6. Modes of settlement:

- Farm size: One "chia" ("ka" in Amoy pronunciation) is nearly one hectare. Early Taiwan place names included One Chia, Two Chia and 2.9 Chiao "Four" is always avoided because the word in Chinese sounds like that for "death." Bigger numbers used with "chia" included 12, 13, 52 and 100. The number "13" is not an unlucky one to the Chinese.

- Farm implements: Early settlers received free plows from local administrative offices at the rate of one for each five hectares of farm. The number of plows made available to a certain locality could be­come the name of that place. Two sections of Tai­wan still are known as "Three Plows" and "Six Plows."

- Order of development: First Knot, Second Knot, 16th Knot and 39th Knot. "Knot" or "kiet" in Amoy denoted a settlement group as well as an ap­plication for settlement. "New" and "old" were often put before such words as "street," "village," "town," "form," "rise," "castle" and "camp" to distinguish one place from another.

- Points of contacts with aborigines: Place names containing either "fan" (meaning "foreign" or "bar­barous") or "she" ("sia" in Amoy and meaning "vil­lage" or "hamlet") belonged to this group. Examples included Fan's Farm, Fan's Road, Fan's Pond, Water Village and Outer Village.

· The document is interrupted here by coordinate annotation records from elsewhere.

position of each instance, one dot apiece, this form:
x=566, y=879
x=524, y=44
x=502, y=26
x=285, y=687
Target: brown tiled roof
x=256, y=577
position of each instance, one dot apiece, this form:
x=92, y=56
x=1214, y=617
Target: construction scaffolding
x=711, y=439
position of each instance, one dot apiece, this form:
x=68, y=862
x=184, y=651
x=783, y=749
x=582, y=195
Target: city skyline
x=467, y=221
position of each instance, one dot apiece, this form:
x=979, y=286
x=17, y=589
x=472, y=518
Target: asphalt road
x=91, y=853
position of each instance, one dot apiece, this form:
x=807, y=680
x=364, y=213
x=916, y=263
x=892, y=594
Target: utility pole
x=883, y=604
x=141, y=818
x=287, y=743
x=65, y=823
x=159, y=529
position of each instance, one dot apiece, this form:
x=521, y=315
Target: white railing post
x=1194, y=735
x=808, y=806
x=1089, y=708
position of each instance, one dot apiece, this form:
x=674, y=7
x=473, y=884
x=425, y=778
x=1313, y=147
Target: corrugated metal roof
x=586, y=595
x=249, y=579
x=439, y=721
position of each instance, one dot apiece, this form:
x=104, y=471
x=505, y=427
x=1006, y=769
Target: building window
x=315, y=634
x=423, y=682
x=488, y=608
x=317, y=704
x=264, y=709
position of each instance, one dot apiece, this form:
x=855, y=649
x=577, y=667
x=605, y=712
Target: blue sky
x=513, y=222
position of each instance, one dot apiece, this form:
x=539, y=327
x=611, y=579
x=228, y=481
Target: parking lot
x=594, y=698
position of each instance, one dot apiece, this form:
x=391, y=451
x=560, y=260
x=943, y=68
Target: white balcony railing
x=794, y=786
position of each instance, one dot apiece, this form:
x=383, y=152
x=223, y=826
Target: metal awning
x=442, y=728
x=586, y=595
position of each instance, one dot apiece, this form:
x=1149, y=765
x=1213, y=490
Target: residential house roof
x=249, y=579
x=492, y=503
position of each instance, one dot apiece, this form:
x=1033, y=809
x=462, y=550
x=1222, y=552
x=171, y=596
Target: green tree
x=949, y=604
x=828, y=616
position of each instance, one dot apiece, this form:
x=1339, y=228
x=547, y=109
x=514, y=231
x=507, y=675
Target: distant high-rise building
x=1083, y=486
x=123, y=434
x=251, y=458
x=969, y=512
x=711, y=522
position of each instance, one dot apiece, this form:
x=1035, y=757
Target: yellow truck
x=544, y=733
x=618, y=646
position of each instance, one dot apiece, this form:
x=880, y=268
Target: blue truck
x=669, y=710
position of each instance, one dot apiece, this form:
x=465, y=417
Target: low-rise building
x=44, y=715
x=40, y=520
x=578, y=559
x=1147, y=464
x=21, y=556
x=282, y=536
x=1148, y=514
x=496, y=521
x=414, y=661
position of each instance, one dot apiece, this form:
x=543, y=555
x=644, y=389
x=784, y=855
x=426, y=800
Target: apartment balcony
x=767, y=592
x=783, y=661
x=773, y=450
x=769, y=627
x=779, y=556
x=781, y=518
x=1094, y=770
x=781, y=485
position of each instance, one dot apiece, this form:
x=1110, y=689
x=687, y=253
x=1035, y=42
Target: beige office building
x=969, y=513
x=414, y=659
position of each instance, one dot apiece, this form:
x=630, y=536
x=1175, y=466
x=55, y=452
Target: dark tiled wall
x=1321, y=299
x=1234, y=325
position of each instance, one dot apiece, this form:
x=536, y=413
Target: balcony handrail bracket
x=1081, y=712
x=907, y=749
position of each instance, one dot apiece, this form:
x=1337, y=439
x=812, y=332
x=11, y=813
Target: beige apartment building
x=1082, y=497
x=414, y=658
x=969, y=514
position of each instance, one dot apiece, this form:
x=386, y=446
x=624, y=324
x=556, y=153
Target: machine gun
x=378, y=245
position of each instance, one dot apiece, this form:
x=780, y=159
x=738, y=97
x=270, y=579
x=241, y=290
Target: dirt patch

- Number of houses and other examples: Three Houses, Five Huts, Rice Yard, Public Field (for pasturing purposes), Cattle Field, Drug Net Hut, Canal Bank, Fish Pond, Water Gate, Five Shares and 16 Portions.

7. Places namd after mainland points: Chao­chou (Land of Tide), Tungshih (Eastern Stone), Chuanchou (Land of Fountain) and Haifeng (Sea Prosperity). Words for "house," "shop," "village" and "hill" were often added to mainland place names.

8. Names with cultural touches: Hengchun (Eternal Spring), Weihsin (Renovation), Jenteh (Benevolent Virtue), Wenhsien (Literary Sage), Yungning (Long-Lasting Peace), Hsinchang (New Prosperous) and Yungkang (Forever Health).

What's in a name? One of the days the Chinese of Taiwan will return to the mainland and liberate their compatriots there. The government will move back to Nanking-pronounced "Nan-ching" in Man­darin and meaning "southern capital." Peking will be Peiping once again all over the world. The name "Peking" ("northern capital") was changed to "Pei­ping" ("northern peace") in 1928 following Chiang Kai-shek's Northward Expedition which defeated the warlords and unified the nation. The Chinese Communists changed the name back to "Peking" but it will be "Peiping" again when peace is restored to China.